Donnerstagabend wurden die ersten Battles bei "The Voice of Germany" ausgetragen. Nach jedem Kampf musste sich der Coach von einem seiner eigenen Schützlinge verabschieden. Eine Kandidatin wollte ihren Rausschmiss jedoch nicht wirklich akzeptieren und giftete gegen ihren Battle-Partner.


Mehr als vier Millionen Zuschauer haben sich Donnerstagabend die erste Battle-Show von "The Voice of Germany" angeschaut und den Meisten ist nicht entgangen, dass Giulia Wahn (24) ihren Rausschmiss nicht so gut verkraften konnte. Zunächst flossen die Tränen und dann der unnötige Spruch hinterher: "Das hat er mir zu verdanken, dass er weitergekommen ist". Ist da etwa jemand ein schlechter Verlierer oder etwa eingebildet?

Dabei hatte alles ganz gut begonnen: "The BossHoss" drehten sich für die süße Blondine um. Besonders Sascha Vollmer (40) hat es die 24-Jährige angetan, sowohl gesanglich als auch optisch.

Doch bereits vor dem Battle fährt die Münsteranerin die Krallen aus: "Ich schätzte meine Chancen sehr gut ein. (...) Ich glaube, ich mache dem Raffa Angst."

Ihr Gegner, Raffa Shira (30), ist im Gesamten eher zurückhaltend, erkennt aber auch, dass sie strebsam ist: "Giulia ist eine sehr ehrgeizige Dame. Da kennt sie auch keine Freunde mehr."

Direkt vor dem Auftritt der nächste fiese Spruch. Als die Coaches Giulia erzählen, dass die Blondine zwar super Chancet hat, sie allerdings vermuten, dass auch Raffa noch einiges bieten wird, widerspricht sie sofort und kündigte Überraschungen und Asse im Ärmel an- schnell wird aus Selbstbewusstsein Arroganz.

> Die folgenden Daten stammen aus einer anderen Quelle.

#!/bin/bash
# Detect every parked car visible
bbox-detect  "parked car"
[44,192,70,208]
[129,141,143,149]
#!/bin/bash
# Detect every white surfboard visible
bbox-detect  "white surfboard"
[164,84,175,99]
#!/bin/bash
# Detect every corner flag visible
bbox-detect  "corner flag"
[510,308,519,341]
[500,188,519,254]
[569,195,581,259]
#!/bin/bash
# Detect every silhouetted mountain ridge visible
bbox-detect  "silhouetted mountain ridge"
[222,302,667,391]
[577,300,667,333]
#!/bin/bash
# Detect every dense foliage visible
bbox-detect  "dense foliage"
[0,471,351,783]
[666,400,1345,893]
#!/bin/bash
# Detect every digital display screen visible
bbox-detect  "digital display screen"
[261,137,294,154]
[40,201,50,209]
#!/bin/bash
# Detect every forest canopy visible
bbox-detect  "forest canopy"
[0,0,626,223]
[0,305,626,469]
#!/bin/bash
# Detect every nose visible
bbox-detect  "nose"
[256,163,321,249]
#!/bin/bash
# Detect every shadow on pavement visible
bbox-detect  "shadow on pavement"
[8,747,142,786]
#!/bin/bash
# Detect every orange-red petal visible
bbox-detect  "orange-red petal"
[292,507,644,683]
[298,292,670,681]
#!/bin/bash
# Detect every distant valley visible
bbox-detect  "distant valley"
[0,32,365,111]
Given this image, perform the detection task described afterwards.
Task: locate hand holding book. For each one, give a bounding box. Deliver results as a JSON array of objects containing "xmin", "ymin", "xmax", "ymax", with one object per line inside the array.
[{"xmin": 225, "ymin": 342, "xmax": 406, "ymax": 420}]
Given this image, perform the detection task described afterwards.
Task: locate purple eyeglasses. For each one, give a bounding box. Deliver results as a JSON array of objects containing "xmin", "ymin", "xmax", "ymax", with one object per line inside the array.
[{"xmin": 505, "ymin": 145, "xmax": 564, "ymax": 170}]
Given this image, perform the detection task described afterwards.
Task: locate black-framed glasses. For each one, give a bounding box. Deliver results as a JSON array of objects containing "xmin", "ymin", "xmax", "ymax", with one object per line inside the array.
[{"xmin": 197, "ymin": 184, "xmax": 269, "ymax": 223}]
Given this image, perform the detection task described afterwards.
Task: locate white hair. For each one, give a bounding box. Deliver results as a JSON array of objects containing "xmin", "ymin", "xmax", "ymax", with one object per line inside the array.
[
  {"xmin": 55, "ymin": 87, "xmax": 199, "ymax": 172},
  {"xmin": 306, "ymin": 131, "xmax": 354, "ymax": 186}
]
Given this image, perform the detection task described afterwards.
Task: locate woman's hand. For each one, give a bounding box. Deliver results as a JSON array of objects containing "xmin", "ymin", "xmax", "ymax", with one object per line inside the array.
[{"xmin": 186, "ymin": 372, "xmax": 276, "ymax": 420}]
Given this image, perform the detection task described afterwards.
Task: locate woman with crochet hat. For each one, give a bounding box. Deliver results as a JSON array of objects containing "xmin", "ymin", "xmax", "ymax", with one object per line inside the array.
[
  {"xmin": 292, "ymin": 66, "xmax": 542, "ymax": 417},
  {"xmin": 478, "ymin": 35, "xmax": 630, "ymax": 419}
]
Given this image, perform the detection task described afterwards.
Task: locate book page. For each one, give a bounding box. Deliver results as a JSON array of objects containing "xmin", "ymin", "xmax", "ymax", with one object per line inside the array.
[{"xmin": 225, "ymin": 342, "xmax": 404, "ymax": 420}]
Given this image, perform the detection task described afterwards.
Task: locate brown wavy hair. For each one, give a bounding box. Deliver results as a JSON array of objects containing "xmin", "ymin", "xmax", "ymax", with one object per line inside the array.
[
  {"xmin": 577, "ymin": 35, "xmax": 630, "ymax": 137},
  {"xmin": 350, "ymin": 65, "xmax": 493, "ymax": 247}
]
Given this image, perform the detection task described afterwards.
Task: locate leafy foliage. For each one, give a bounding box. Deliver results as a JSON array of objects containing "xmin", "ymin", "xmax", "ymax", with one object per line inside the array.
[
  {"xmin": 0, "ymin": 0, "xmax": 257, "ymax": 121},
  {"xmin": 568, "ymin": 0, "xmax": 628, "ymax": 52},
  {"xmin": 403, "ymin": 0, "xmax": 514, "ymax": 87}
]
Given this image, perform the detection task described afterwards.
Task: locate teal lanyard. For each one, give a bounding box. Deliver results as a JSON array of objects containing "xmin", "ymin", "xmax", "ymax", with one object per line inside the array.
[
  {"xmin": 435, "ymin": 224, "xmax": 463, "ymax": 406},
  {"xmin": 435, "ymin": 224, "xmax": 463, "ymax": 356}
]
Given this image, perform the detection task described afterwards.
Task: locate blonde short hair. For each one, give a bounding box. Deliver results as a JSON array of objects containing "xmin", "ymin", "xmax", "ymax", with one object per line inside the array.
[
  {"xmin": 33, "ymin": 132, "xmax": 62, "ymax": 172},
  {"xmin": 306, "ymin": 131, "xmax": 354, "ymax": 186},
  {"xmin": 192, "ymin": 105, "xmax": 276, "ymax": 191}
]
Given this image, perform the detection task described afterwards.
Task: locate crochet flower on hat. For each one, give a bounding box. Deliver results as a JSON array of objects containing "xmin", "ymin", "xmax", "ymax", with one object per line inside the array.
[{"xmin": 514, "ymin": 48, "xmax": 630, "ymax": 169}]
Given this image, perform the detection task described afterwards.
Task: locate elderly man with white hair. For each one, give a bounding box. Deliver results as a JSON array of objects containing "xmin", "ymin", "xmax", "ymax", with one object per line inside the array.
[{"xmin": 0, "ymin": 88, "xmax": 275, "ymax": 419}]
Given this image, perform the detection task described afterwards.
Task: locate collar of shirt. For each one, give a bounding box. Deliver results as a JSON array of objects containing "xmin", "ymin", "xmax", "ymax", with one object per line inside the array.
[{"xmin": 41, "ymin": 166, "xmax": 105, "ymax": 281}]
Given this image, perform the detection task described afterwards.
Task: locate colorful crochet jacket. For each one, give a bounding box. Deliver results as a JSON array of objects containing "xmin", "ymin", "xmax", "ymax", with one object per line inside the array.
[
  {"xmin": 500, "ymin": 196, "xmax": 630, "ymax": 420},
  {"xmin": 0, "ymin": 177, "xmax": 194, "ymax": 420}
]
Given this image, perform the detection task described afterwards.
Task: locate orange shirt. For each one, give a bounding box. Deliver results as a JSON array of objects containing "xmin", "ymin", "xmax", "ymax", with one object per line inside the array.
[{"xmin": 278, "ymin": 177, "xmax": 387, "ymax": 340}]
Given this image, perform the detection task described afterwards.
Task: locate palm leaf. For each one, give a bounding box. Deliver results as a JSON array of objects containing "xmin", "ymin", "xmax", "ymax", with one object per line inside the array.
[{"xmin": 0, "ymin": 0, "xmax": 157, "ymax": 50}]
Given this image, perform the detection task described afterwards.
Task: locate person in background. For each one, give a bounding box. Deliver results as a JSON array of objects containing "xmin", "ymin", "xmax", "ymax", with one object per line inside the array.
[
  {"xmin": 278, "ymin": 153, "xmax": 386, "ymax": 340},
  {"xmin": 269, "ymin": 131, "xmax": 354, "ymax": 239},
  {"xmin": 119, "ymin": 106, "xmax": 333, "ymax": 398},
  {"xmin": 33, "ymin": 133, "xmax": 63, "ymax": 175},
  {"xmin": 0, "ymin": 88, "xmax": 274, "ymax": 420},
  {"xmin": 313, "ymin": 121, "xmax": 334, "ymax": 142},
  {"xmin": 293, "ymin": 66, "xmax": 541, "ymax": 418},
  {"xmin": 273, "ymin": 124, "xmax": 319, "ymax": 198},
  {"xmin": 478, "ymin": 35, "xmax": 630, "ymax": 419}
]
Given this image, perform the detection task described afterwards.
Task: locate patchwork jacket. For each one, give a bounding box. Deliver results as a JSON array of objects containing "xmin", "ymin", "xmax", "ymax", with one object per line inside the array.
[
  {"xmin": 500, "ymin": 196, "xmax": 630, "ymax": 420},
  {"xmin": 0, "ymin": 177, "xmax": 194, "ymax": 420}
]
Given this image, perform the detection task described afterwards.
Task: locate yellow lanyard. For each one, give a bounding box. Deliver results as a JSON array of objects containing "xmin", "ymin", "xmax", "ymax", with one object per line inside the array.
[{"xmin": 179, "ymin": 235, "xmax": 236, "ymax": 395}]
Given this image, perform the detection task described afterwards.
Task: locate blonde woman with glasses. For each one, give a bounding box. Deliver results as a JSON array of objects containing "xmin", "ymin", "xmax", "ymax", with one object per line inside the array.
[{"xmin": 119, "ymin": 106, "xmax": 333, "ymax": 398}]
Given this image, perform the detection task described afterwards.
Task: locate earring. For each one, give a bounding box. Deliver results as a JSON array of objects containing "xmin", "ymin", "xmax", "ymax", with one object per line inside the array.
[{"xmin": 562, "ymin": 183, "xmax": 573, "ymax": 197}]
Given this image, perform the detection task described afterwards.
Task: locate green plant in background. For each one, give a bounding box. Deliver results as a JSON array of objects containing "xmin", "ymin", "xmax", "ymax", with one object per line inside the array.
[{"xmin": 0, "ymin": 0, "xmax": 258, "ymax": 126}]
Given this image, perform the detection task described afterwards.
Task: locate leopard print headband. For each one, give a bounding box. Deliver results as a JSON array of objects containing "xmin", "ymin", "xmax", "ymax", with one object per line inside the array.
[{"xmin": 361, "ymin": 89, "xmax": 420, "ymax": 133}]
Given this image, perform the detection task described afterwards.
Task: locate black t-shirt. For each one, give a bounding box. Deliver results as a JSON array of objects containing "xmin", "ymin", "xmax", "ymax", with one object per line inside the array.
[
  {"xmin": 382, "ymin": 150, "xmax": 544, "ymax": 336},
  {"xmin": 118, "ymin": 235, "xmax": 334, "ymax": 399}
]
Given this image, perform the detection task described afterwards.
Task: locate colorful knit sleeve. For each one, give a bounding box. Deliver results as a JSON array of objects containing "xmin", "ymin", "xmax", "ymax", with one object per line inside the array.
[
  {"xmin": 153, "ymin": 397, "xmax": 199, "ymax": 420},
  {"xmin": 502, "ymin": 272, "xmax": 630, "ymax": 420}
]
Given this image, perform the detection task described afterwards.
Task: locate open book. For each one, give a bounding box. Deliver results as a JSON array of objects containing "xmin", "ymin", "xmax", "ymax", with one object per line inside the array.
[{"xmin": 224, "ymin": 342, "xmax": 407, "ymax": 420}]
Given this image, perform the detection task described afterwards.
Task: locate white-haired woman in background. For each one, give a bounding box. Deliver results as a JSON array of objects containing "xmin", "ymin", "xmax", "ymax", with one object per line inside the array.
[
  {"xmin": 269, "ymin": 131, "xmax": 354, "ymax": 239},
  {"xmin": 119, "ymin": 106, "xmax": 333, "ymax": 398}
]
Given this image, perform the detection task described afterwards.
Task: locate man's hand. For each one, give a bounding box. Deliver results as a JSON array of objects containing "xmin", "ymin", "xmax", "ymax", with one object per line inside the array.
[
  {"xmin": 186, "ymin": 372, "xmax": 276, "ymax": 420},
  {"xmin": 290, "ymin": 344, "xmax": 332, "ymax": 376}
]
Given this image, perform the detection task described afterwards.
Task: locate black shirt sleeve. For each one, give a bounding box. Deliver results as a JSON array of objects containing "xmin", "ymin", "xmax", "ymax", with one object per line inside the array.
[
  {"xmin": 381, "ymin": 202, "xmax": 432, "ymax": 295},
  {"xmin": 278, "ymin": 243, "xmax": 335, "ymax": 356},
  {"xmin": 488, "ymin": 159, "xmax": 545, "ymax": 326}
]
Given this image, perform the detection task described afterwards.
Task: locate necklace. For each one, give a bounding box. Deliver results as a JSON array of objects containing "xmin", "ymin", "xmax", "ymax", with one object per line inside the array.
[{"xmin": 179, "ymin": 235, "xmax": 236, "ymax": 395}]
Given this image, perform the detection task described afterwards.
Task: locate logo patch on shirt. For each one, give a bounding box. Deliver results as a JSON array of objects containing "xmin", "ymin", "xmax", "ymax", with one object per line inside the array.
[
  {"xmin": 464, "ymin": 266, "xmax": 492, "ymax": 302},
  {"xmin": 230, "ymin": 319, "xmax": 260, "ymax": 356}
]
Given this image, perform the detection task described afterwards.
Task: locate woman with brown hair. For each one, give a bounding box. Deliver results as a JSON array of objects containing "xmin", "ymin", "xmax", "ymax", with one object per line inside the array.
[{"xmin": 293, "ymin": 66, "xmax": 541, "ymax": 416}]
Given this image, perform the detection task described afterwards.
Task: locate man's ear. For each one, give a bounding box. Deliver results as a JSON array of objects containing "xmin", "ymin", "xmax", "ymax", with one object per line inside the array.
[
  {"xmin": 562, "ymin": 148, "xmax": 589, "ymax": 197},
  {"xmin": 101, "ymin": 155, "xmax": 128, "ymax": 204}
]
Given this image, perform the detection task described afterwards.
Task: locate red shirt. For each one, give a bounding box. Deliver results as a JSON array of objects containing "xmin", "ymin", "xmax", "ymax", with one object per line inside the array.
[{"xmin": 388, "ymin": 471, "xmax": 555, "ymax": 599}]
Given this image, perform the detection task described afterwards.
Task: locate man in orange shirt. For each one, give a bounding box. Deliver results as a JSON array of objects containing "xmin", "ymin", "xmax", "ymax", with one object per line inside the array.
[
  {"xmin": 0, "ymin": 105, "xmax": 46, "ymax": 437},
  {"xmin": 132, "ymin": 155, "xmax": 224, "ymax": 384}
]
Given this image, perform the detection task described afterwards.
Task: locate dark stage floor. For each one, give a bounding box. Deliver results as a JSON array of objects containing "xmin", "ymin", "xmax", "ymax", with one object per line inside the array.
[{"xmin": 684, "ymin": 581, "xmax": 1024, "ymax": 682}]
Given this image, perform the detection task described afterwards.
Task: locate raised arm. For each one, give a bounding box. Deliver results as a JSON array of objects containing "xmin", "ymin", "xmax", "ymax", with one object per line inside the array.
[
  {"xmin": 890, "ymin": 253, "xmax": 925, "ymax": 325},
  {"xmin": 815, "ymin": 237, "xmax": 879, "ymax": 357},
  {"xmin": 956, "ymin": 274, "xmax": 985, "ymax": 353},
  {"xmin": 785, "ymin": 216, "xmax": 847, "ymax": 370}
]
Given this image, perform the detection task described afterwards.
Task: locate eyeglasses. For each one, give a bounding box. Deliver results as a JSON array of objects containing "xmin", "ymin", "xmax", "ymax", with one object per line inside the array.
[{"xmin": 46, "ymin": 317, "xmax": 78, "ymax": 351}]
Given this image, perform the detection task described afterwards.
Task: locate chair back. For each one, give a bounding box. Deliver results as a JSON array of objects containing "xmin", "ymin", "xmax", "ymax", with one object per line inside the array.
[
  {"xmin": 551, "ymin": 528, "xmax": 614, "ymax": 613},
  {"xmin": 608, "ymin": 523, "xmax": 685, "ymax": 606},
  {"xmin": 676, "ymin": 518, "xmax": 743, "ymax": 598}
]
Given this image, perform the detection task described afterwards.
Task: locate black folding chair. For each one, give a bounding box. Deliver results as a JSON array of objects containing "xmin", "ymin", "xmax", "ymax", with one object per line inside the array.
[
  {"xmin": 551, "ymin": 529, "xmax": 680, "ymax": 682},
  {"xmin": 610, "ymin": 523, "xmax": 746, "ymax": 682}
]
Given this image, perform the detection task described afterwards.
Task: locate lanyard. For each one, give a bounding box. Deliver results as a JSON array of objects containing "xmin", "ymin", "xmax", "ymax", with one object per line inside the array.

Bei ihrem Battle sangen die Konkurrenten dann das Duett "Say, say, say" von von Paul McCartney und Michael Jackson. Zu Giulias Überraschung finden sowohl die Coaches als auch ihr eigenes Team die Leistung von Raffa besser und Giulia muss ausscheiden.

Die 24-Jährige kann es kaum fassen und bricht in Tränen aus. Backstage umarmt sie weinend Familie und Freunde und kurze Zeit später wieder eine Attacke gegen Raffa: "Ich habe so gekämpft. Er hat es mir zu verdanken, dass er weitergekommen ist."

Viele Zuschauer sind geschockt über eine dermaßen miese Aussage, doch die Coaches "BossHoss" haben Verständnis: "Es kann sein, dass es sich unfair anfühlt, weil Giulia den Raffa so gestützt hat. Aber letztendlich ist so ein Batlle der entscheidende Moment. Raffa hat am Ende einfach eine Nase vorn gelegen", so Alec Völker.